1) Insulators - These materials have high electrical resistance, meaning that electrons within the material do not move (they have strong covalent bonds). An example of this is Silicon Dioxide (SiO2).

2) Conductors - These materials have low electrical resistance which allows electrons to easily move about. These materials have valence electrons, meaning that its atoms have incomplete outer shells, so that when they get close to each other, they share electrons. Examples of these materials are gold, aluminum, and (most recently) copper. Polysilicon is also a conductor.
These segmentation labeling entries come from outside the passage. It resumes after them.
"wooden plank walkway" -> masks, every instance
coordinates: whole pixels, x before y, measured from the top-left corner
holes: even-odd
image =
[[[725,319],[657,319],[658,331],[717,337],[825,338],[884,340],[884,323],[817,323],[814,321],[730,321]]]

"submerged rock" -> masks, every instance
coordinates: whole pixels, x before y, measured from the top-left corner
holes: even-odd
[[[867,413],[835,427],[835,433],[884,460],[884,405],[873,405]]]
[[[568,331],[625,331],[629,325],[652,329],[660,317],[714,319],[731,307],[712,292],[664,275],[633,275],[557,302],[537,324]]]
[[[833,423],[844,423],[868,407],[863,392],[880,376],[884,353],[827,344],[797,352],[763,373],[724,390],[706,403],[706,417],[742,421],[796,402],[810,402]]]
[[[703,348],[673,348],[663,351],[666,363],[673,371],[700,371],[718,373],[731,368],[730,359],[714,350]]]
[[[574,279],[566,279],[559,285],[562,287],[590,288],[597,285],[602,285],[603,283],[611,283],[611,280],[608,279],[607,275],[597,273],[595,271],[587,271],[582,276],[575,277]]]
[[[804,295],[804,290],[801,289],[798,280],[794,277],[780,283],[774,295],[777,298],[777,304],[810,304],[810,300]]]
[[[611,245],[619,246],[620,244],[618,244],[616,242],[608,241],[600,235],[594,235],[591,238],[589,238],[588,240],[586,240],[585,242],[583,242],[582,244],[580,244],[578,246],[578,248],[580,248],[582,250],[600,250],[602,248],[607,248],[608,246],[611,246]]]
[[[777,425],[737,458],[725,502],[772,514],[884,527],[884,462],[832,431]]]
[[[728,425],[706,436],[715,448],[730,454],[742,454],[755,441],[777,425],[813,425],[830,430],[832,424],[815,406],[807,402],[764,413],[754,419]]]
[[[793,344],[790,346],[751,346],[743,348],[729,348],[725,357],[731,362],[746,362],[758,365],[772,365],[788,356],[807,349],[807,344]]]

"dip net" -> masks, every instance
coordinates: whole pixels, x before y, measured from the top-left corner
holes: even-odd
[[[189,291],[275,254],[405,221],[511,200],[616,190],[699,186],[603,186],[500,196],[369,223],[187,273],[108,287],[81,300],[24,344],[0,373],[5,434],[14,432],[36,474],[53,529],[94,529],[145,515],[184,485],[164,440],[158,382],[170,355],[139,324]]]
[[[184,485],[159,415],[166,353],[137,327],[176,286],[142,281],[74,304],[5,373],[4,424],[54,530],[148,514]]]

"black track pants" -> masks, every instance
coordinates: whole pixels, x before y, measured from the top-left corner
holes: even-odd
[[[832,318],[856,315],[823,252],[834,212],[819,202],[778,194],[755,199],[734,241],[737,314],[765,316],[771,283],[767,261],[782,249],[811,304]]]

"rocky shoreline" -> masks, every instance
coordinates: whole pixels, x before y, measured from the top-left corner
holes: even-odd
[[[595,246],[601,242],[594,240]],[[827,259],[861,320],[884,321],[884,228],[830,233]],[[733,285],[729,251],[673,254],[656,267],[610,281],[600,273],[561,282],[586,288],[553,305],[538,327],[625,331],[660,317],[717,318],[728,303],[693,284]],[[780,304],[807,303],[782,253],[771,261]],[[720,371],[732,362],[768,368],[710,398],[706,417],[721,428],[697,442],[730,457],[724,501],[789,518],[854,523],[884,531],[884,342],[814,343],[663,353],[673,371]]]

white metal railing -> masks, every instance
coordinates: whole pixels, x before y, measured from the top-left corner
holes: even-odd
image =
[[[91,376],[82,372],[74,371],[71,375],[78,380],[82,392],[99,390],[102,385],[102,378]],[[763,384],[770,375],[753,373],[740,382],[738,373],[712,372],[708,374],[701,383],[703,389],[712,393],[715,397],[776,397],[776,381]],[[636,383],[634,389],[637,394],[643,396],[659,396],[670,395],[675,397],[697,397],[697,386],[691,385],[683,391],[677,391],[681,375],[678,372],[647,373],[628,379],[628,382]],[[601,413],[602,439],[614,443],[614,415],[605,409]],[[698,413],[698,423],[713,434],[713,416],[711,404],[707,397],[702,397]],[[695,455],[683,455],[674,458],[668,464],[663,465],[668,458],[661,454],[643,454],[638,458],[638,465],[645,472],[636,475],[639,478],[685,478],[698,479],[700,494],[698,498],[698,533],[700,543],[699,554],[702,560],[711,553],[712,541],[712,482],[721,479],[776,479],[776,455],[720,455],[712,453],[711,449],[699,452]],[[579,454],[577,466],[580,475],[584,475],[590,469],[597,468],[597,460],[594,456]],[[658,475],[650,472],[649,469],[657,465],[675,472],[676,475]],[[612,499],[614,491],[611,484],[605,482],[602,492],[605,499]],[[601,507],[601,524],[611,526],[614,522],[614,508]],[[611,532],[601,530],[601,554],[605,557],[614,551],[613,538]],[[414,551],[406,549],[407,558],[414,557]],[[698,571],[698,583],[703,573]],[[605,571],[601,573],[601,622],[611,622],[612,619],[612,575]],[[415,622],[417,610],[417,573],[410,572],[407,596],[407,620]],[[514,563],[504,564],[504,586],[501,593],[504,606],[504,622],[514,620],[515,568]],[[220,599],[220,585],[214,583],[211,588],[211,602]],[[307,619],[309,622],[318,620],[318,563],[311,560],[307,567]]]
3) Semiconductors - These materials resist the flow of electricity, and are between conductors and insulators. They can carry electrical current via holes or free electrons. Silicon has 4 valence electrons per atom, Boron has 3, and Phosphorus has 5. An atom of Silicon bonds with 4 other silicon atoms, but these bonds randomly break. As a result, electrons are freed (hence the term "free electrons"), and fill in holes. Holes are formed when an electron is freed. By adding Boron or Phosphorus, the number of holes (Boron) or free electrons (Phosphorus) are increased. This process is called "doping". Silicon doped with Boron is called a p-type semiconductor, and Silicon doped with Phosphorus is called an n-type semiconductor.

When a wafer of silicon is created, it is doped with Boron. A layer of Silicon Dioxide then covers the surface, but can be removed as needed. Phosphorus can form a n-type region in the silicon substrate when enough of it is used to nullify the Boron in that area.